Bridgeport Website Accessibility - WCAG Compliance Guide
Bridgeport, Connecticut requires public-facing websites and digital services to meet accessibility standards used by public bodies and contractors. This guide explains practical steps for municipal departments, vendors, and community organizations to align with WCAG, how enforcement and complaints are handled locally, and where to find official policies and forms.
What is WCAG compliance for city websites
WCAG (Web Content Accessibility Guidelines) provides technical success criteria to make content perceivable, operable, understandable, and robust. For Bridgeport public bodies, compliance typically means adopting WCAG 2.1 or later at Level AA in procurement, design, and content updates, plus maintaining an accessibility statement and complaint process.[3]
Practical steps to achieve compliance
- Conduct an initial automated and manual accessibility audit identifying high-traffic pages and common barriers.
- Create a remediation plan with prioritized fixes, owners, and deadlines.
- Update procurement and vendor contracts to require WCAG Level AA conformance and testing evidence.
- Schedule regular testing, including assistive-technology manual checks, at least annually or after major updates.
- Budget for remediation, ongoing testing, and staff training on accessible content creation.
- Publish an accessibility statement and a clear complaint pathway with contact information for the city ADA coordinator.[1]
Penalties & Enforcement
Bridgeport enforces accessibility primarily through administrative complaint handling and remediation rather than specific municipal fines for WCAG noncompliance.
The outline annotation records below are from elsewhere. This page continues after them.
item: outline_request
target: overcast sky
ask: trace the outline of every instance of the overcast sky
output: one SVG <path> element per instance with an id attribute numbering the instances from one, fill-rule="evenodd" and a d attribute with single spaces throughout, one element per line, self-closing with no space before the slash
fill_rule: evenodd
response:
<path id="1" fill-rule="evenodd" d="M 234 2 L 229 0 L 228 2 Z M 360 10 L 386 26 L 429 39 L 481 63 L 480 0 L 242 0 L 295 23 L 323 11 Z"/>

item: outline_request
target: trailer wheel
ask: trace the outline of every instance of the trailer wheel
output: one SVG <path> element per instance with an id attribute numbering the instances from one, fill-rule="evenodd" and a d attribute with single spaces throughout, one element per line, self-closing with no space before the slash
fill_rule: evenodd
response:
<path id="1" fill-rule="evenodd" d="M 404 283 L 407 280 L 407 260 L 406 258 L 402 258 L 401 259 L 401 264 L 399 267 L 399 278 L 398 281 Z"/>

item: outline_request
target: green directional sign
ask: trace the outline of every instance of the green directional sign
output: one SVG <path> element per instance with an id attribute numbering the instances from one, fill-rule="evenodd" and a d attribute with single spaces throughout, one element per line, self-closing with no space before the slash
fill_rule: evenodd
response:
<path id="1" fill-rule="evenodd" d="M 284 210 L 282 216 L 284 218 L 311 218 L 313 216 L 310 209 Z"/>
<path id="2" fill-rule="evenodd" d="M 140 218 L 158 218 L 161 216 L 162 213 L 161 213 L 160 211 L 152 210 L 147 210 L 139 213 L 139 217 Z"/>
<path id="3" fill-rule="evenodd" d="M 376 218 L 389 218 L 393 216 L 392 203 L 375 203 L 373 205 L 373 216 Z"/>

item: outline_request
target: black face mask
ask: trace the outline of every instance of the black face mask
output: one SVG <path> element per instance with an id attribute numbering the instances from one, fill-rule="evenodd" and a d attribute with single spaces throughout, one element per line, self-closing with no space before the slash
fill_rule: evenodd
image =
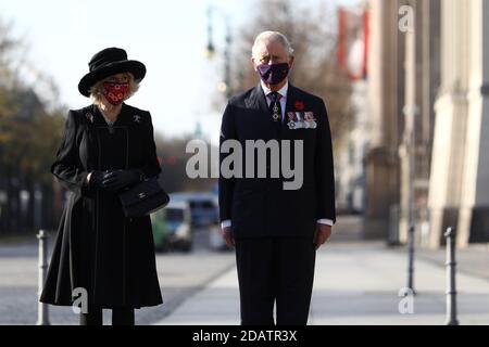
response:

Exact fines or daily penalties for website noncompliance are not specified on the cited city pages; local enforcement often follows federal and state remedies for disability discrimination.[2]
- Enforcer: City ADA coordinator and relevant department heads handle local complaints; federal enforcement may involve the U.S. Department of Justice.
- Inspection/Complaint pathways: Submit an accessibility complaint to the city ADA contact or file with federal/state agencies via the federal ADA process.[1]
- Fines: Not specified on the cited city pages; federal actions may result in negotiated remedies or litigation.
- Escalation: Typical path is notice, remediation timeline, and, if unresolved, referral to state or federal enforcement; specific escalation timelines are not specified on the cited pages.
- Non-monetary sanctions: Remediation orders, injunctive relief, and court actions are possible under federal disability law.
- Appeals/review: Appeal routes depend on the enforcing agency; time limits for federal complaints are set by the receiving agency and not specified on the cited city pages.
Applications & Forms
The city may publish an ADA complaint form or instructions on how to report accessibility issues; if a specific Bridgeport web complaint form number or mandatory application is required it is not specified on the cited pages. For federal complaints, the Department of Justice provides submission guidance.[3]
Common violations and typical outcomes
- Images without alt text — typically remediated by adding descriptive alt attributes.
- Non-captioned multimedia — typically remediated by adding captions or transcripts.
- Poor keyboard focus or navigation — remediated through code and ARIA fixes.
- PDFs and documents not accessible — remediated by providing accessible formats or remediated PDFs.
FAQ
- Who enforces website accessibility in Bridgeport?
- The city ADA coordinator handles local complaints; federal enforcement may involve the U.S. Department of Justice.[1]
- Does Bridgeport require WCAG Level AA?
- The city encourages WCAG conformance in procurement and public services; exact mandatory levels should be confirmed with the department issuing the contract.[2]
- How do I report an inaccessible city webpage?
- Contact the city ADA coordinator via the official complaint pathway or follow federal complaint guidance.[1]
How-To
- Run an automated scanner across all public pages to identify obvious failures.
- Conduct manual testing with keyboard navigation and a screen reader on priority pages.
- Document issues, assign fixes to teams, and set remediation deadlines.
- Update procurement language to require vendor-provided WCAG test reports.
- Publish or update the site accessibility statement and complaint procedure.
- Schedule periodic re-testing and staff training.
Key Takeaways
- Begin with an audit and a publicly posted accessibility statement.
- Embed WCAG requirements into procurement and vendor contracts.
- Use combined automated and manual testing and maintain a remediation schedule.